A gene set enrichment analysis (GSEA) was performed with the differentially expressed genes to rank the ontologies and pathways mainly affected by the IMiDs. Genes were ranked according to the number of studies where they were significantly differentially expressed. Hence, a gene differentially expressed in four studies received a score = 4, while a gene differentially expressed only once received a score = 1; consequently, genes that never presented differential expressions received a score = 0. Three types of ontologies were accessed: biological processes, molecular functions, and cellular components. According to the GO resource, molecular functions referred to the molecular activities performed by the gene products that, when evaluated together, resulted in a biological process. Cellular component referred to the anatomical location of the protein in the cell.

5. Conclusions

In addition to the previous fundamental studies that identified crucial molecular mechanisms behind thalidomide embryopathy [15,17,18], the systems biology approach presented here allowed us to evaluate these hypotheses in a more integrative manner. Moreover, this was also the first study to provide a systematized, strictly performed literature review on the genes and proteins altered by IMID exposure in embryonic development. Furthermore, 35 transcriptome datasets were processed and evaluated regarding differential gene expressions, making this research the most thorough one known to address IMiDs’ transcriptional effects. The transcriptomics strategy conducted here can also be applied to other drugs, aiming to evaluate the therapeutic or adverse effects, such as teratogenesis. In conclusion, not only did this study prioritize SP1 and beta-catenin as strong candidates for IMiD effects on embryonic development, it also analyzed the large amount of publicly available data, indicating there is much new knowledge to be integrated to understand an old challenge.

Supplementary Materials

The following supporting information can be downloaded at: https://www.mdpi.com/article/10.3390/ijms241411515/s1.

Author Contributions

Conceptualization, T.W.K. and F.S.L.V.; methodology, T.W.K., M.F.F., V.O.L., J.d.A.G. and G.C.G.; formal analysis, T.W.K., J.d.A.G. and G.C.G.; investigation, T.W.K., L.R.F., M.R.-M., M.T.V.S., L.S.-F. and F.S.L.V.; resources, M.R.-M., L.S.-F. and F.S.L.V.; data curation, T.W.K., M.F.F., V.O.L., J.d.A.G. and G.C.G.; writing—original draft preparation, T.W.K., M.F.F., V.O.L., J.d.A.G. and G.C.G.; writing—review and editing, L.R.F., M.R.-M., M.T.V.S., L.S.-F. and F.S.L.V.; supervision, M.R.-M., L.S.-F. and F.S.L.V.; project administration, F.S.L.V.; funding acquisition, M.R.-M., L.S.-F. and F.S.L.V. All authors have read and agreed to the published version of the manuscript.

Funding

The scholarships of the authors were funded by the Fundação de Amparo à Pesquisa do Rio Grande do Sul (FAPERGS) and Conselho Nacional de Desenvolvimento Científico e Tecnológico (CNPq) grant no. 23/2551-0000115-2; Hospital de Clínicas de Porto Alegre (HCPA)-Fundo de Incentivo à Pesquisa e Eventos (FIPE), grant no. 2017-0248, 2019-0792, and 2022-0567. T.W.K. is the recipient of a CNPq scholarship (grant no. 150181/2023-0). G.C.G. is the recipient of an HCPA scholarship (grant no. 23092.012897/2021-71). M.F.F. is the recipient of a CNPq scholarship (grant no. 165197/2022-6). M.R-M. is the recipient of a CNPq scholarship grant (grant no. 308075/2021-8).

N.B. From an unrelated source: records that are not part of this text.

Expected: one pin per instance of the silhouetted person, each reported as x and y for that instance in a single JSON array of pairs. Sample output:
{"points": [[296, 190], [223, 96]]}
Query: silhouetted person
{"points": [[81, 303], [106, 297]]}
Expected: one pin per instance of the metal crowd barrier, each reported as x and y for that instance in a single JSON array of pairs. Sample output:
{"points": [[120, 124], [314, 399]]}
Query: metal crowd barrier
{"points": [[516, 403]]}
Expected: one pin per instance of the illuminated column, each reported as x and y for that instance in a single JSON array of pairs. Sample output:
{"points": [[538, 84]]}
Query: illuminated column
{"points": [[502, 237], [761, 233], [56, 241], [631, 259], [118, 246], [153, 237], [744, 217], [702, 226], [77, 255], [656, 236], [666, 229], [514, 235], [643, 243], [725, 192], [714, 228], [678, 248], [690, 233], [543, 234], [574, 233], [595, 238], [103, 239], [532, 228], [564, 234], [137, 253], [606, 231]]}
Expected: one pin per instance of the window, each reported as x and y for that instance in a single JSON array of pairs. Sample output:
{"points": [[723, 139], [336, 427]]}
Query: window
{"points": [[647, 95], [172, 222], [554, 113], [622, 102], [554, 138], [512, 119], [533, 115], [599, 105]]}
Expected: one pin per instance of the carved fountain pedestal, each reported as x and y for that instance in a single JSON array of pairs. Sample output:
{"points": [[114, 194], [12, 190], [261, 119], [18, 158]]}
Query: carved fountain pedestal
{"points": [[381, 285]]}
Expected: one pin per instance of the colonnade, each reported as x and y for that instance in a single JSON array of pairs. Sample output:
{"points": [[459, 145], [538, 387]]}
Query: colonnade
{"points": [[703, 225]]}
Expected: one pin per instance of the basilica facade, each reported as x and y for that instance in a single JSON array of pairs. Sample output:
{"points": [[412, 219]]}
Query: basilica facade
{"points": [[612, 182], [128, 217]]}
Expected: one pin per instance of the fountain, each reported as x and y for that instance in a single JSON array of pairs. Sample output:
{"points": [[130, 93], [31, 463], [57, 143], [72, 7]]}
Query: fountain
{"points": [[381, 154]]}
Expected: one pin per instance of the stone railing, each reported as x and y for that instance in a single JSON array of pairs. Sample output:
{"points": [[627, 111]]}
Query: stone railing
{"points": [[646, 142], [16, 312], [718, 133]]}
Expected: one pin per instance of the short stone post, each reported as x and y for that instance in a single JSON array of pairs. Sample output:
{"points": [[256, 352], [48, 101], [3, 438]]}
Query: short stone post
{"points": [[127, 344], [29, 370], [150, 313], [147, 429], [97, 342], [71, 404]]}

Institutional Review Board Statement

This study only used data publicly available from databases and repositories. Nevertheless, it was submitted to the Ethics Committee in the Research of Hospital de Clínicas de Porto Alegre and it was approved under numbers 2017-0248 (CAAE 67015317.0.0000.5327) and 2019-0792 (39155220.9.0000.5327).

Informed Consent Statement

This study only used data publicly available in databases and repositories.

Data Availability Statement

The study only used data publicly available in databases and repositories. All the results generated are fully available in the Supplementary Material.

Conflicts of Interest

The authors declare no conflict of interest.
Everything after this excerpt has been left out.